Friday, November 4, 2011

Gifts of Christmases Past

Last year when I stumbled on a recipe that my husbands family had loved, but thought they had lost when their grandma died, I got to thinking about how easy it is to loose those little things we remember that made the holidays special.  This year I am resurrecting a few other old recipes of Grandma Tallman's that I found in her old cookbooks.  While we'll be giving the cookies to my in-laws as gifts, I think preserving some of these traditions, left over from "the old world", is also giving a gift to ourselves and our kids.  In an effort to recover some of the lost past on my side of the family, I have contacted a cousin in Ireland and explained that I don't have any old, handed down traditional Irish recipes, and would he ask his mum, and her siblings what they remember.  I explained that even if they could remember a name and a few ingredients, I could likely find something close on the Internet.  I'm chasing down the past and trying to make new traditions for my own family.  I want my kids to have more of a sense of their heritage than just knowing where their ancestors came from. 

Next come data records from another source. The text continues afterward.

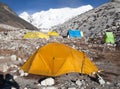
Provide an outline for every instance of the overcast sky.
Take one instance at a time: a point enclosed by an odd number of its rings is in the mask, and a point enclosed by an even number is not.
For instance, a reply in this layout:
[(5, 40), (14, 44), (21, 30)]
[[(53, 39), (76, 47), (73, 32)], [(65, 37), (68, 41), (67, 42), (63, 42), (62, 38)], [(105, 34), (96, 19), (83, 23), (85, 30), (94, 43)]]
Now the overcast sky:
[(20, 14), (24, 11), (34, 13), (50, 8), (80, 7), (83, 5), (92, 5), (98, 7), (109, 0), (0, 0), (7, 4), (14, 12)]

     One of the better gifts I have ever given, was homemade, and will probably never get used.  In digging up old recipes, my mother-in-law gave me the names of some dishes that she remembered from her childhood.  With those and a few others, I put together a "cookbook" of traditional Norwegian recipes.  In between the recipes, I put old pictures of her family that I had found on Ancestry.com.  Pictures of her grandparents when they were still in Norway.  Pictures of her mother as a teen.  Pictures of the family in later years, more the way she remembers them.  My mother-in-law is in poor health.  She can't do much cooking and baking the way she used to.  She will probably never use even one of the recipes I printed out for that cookbook.  But, when my husband gave her the cookbook, she remembered almost all the recipes I had found.  Her hand traced over the pictures of her family.  She murmured the names of loved ones lost long ago.  And she was speechless. 
     Hindsight being 20/20, I should have made a copy of that cookbook for myself, as well.  Someday I will.  For now, I keep fining new recipes to try, I'm still chasing down the old recipes, and I'm trying to find a heritage for my children that has nearly been lost.